Dear Karl,
Thanks very much for your speedy and extensive reply!! It really
helped clarify things!
Best wishes,
Sophie
> Dear Sophie,
>
>> I am interested in the use of psychophysiological interactions and
>> have read your 1997 paper in NeuroImage (Psychophysiological and
>> Modulatory Interactions in Neuroimaging) and I have a question or two
>> that I am wondering whether you can help me with. I understand that
>> you are very busy and that you may be unable to respond to this
>> e-mail, but thought that since my question relates specifically to
>> your paper,you would be the best person to ask about it.
>>
>> I have been reading around the idea of using PPI as a method of
>> effective connectivity when the physiological activity of a number of
>> regions (say B, C and D) are entered into the model, and as a method
>> of establishing ?contribution? of region A to region B when only a
>> single or a couple of regions are entered into the model. I see some
>> people refer to PPI analyses as a measure of functional connectivity,
>> and others refer to it as effective connectivity.
>
> I have to confess that I am ambivalent about the status of PPI as a
> measure of functional
> or effective connectivity. According to the definition of functional
> connectivity (a significant
> statistical dependence between dynamics in two areas), one can
> regard a PPIs as testing
> for functional connectivity because they are based on a significant
> interaction. On the other hand,
> this significance is based on rejecting the null hypothesis that the
> parameter of the underlying
> PPI model is non-zero. This parameter reflects the unique
> contribution of the interaction to
> the observed responses in the target area; and could be interpreted
> as effective connectivity;
> i.e., the influence of one area on another under some model.
>
>
>> If I am correct, I think that you are saying the following in your
>> paper: when a number of different areas are entered into the model
>> (B,C, D), the parameter estimates can be treated almost like
>> connectivity strengths and so this resembles effectve connectivity,
>> whereas when only one (B) or two (B,C) areas are entered into the
>> model, these parameter estimates are less like connectivity strengths
>> because one ignores other areas (say D, etc) that may be explaining
>> variance in the region of interest (A), and so this is refered to as
>> 'contribution'. Is my understanding correct?
>
> Yes, although the notion of a contribution does not rest on the
> number of areas; it is simply the
> contribution of one area to the variance in another that cannot be
> explained by other
> contributions. Clearly, the latter qualification depends on there
> being other areas but one
> area can still contribute to another. The use of the term
> contribution reflects the nature of the
> general linear model of effective connectivity used in PPI and is
> closely related to the path
> coefficients (of moderator variables) in structural equation (and
> other linear regression) models
> of effective connectivity. It also appears in contribution analyses.
>
>
>> So far, I have used PPI to look for changes in the contribution of one
>> region to another, including no other regions.
>>
>> My question is this. When there is only one area included in the model
>> (my seed area is the anterior temporal lobe), and I compare the
>> significant interaction effects seen in one condition to those in
>> another, how is this different to comparing two correlation analyses?

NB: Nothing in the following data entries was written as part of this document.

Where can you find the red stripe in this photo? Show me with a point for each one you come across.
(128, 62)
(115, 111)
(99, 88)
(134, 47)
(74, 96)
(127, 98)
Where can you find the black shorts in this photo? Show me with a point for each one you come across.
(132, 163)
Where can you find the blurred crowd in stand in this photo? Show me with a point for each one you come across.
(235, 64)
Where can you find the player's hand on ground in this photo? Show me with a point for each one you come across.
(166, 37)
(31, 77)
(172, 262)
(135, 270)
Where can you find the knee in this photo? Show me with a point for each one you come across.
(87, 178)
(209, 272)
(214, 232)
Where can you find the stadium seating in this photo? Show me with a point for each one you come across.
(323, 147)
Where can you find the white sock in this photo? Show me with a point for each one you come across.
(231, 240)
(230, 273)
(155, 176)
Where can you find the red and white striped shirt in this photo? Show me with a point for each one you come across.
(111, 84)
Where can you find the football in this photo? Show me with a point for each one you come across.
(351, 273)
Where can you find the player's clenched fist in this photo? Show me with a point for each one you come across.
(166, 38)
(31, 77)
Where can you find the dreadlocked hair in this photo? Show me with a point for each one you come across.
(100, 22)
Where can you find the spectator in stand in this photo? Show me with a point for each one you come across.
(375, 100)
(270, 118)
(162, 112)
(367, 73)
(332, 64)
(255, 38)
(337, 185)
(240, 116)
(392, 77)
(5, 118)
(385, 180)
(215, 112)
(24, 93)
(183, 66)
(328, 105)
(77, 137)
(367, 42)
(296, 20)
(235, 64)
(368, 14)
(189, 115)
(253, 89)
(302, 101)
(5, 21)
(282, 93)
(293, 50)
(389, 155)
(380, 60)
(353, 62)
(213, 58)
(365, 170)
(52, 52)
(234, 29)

>> Isn?t a simple regression including only one predictor region
>> (interacting with condition) and the outcome ROI just the same as
>> performing a correlation analysis between the two areas under a given
>> condition? The only reason that I ask, is because of a sentence in
>> the discussion of the 1997 paper that says:
>>
>> ?Note that both these analyses included the effects from many possible
>> sources of input and were framed in terms of effective connectivity.

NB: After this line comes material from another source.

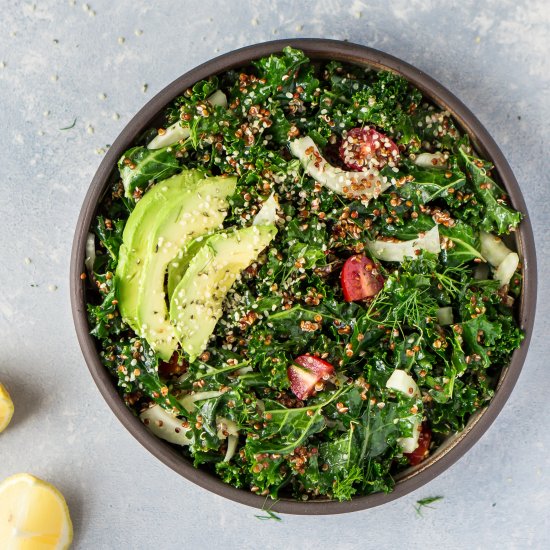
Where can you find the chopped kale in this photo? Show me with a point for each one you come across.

>> In this paper the effects modelled derive from only one region and are
>> framed in terms of contribution. The analysis presented in this paper
>> does not constitute an analysis of effective connectivity for this
>> reason (but see below)..............However, in relation to
>> psychophysiological interactions, it should be noted that a test for a
>> change in regression slope does not constitute a test for a change in
>> correlation, even in the context of a single explanatory region.?
>
>> So putting only one region into the model, you frame in terms of
>> contribution rather than effective connectivity, but this
>> ?contribution? is not the same as functional connectivity, because
>> testing for a change in correlation is not the same as testing for a
>> change in regression. Please could you clarify for me how, in the case
>> of regression with a single explanatory variable, the test is
>> different for a change in regression slope to the change in correlation?
>
>
> There is a fundamental difference between a PPI (even with one area)
> and tests for a
> change in correlation. This is because the correlation coefficient
> is not an estimate of
> connectivity - it is a statistic that is a function of the estimate
> (i.e., regression coefficient)
> and its standard error. This means that if the correlation
> coefficient changes, one does
> not know whether the parameter (effective connectivity) has changed
> or whether the
> noise level has changed.
>
> Generally speaking, it is bad practice to compare statistics (one
> uses statistics to compare).
> An unfortunate but common violation of good practice is to compare
> correlation
> coefficients with Fishers Z-transform. This is not a test for a
> change in coupling
> but tests for the change in the significance of a coupling, where
> the coupling per se may
> or not have changed
>
>> Along similar lines, I have read that the PPI provides directional
>> information- i.e regressing area A x psych condition onto area B,
>> isn?t the same as regression area B x psych condition onto area A.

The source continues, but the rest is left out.